Sieve based hybrid coreference resolution system.

This package contains a hybrid coreference resolution system,
which can be used in pipeline by adding 'hcoref' annotator.
It includes all deterministic sieves used in dcoref system
(however, some behaviors might be changed to make the system simpler),
machine learning sieves based on random forest,
and oracle sieves for the system analysis.

System training requires hcoref.train package in research,
weka 3.7.12 (http://www.cs.waikato.ac.nz/ml/weka/documentation.html),
and FastRandomForest (https://code.google.com/p/fast-random-forest/).
A trained model is stored as hcoref.rf.RandomForest.
Training models 100 trees can be done in a machine with 32G RAM,
and running the system requires about 3G memory.
Using 100 trees will give 62.74 (trained on training data only) on CoNLL 2012 test data,
or 62.92 (trained on train+dev),
and we can get 63.32 from 1000 trees model trained on train+dev.
Dependency tree based models will give about 1 point lower score.

Here's the commands for system training and evaluation.

How to train models - all sieves will be trained contiguously.
$ java -Xmx30g edu.stanford.nlp.hcoref.train.CorefTrainer -props <PROPERTIES_FILE> >& log-train.txt

How to evaluate the system
$ java -Xmx30g edu.stanford.nlp.hcoref.CorefSystem -props <PROPERTIES_FILE> >& output.txt

Several properties files are in hcoref.properties.
  - coref-default-dep.properties: default settings for using hcoref in pipeline.
      Stanford corenlp pipeline will be used for POS tagging, NER, parsing.
  - coref-conll.properties: to replicate the performance on CoNLL data.
  - coref-conll-dep.properties: to evaluate the performance of dependency based system on CoNLL data.

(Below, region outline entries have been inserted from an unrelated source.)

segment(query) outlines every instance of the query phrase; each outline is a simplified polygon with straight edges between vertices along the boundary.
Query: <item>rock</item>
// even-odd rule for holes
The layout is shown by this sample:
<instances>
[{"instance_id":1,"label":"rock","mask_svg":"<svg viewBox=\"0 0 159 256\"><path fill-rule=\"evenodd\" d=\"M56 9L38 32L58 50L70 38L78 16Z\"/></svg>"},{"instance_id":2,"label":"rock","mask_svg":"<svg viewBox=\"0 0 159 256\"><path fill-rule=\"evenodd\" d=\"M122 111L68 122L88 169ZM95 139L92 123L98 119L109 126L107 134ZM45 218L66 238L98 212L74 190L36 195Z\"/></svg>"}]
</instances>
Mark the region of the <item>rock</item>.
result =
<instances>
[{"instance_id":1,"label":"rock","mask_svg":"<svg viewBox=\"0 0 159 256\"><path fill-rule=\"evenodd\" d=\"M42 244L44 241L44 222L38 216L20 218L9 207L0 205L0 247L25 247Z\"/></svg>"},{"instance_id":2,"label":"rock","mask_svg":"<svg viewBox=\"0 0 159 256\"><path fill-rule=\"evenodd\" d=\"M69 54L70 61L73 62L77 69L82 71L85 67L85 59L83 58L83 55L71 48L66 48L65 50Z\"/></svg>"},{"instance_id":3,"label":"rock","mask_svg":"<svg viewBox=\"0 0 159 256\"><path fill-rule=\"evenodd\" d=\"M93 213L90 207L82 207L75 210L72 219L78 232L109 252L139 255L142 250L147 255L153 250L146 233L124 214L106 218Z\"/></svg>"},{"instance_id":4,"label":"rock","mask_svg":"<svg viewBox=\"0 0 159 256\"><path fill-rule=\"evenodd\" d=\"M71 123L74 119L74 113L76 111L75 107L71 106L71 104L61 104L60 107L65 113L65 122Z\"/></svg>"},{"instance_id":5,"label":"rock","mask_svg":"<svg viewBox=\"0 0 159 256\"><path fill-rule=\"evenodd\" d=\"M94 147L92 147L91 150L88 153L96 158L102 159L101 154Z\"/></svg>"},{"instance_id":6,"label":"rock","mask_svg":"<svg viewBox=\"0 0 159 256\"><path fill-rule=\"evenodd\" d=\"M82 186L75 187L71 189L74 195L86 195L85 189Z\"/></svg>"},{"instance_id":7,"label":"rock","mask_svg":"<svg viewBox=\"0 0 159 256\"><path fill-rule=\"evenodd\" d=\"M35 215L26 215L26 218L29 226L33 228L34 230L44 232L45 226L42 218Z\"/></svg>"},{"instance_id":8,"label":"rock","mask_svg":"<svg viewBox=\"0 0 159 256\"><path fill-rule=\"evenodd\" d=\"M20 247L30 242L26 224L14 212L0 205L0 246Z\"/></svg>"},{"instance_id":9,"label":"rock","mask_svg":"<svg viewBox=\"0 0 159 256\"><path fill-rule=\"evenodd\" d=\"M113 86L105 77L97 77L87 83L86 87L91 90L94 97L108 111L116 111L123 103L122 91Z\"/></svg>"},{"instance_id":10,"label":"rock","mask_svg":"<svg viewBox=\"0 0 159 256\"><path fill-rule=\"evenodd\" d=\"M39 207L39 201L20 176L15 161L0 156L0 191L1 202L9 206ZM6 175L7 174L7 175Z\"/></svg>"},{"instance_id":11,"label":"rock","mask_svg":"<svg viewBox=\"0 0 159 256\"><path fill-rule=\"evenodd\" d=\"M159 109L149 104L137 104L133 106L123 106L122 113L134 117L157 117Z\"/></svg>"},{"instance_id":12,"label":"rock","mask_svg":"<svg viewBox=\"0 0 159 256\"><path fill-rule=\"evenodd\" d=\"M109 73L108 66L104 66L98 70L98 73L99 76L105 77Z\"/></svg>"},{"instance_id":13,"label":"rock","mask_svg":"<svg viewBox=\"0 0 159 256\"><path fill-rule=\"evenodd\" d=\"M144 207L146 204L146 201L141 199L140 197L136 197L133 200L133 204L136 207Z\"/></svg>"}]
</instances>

Here's the brief workflow.

  1) Initializing the system (loading trained sieves, loading dictionaries, etc)
  2) DocReader: Read input from raw texts, CoNLL data, etc (TODO: ACE, MUC).
  3) CorefDocMaker: Make a Document for the input for coref system.
      - Adding missing annotations
      - Mention detection
      - Extract gold mention information
  4) Preprocessor: Preprocess the Document to extract information required for resolution
      - Preprocess mention information
      - Preprocess syntactic, discourse information
      - Initialize clusters
  5) CorefSystem: Resolve a document.

Here is an example code to use the system (See pipeline.HybridCorefAnnotator).

  import edu.stanford.nlp.hcoref.CorefCoreAnnotations;
  import edu.stanford.nlp.hcoref.CorefSystem;
  import edu.stanford.nlp.hcoref.data.CorefChain;
  import edu.stanford.nlp.hcoref.data.CorefChain.CorefMention;
  import edu.stanford.nlp.hcoref.data.Document;

  CorefSystem corefSystem = new CorefSystem(props);
  Document corefDoc = corefSystem.docMaker.makeDocument(annotation);
  Map<Integer, CorefChain> result = corefSystem.coref(corefDoc);
  annotation.set(CorefCoreAnnotations.CorefChainAnnotation.class, result);

Pretrained models are stored in /scr/nlp/data/coref/models/.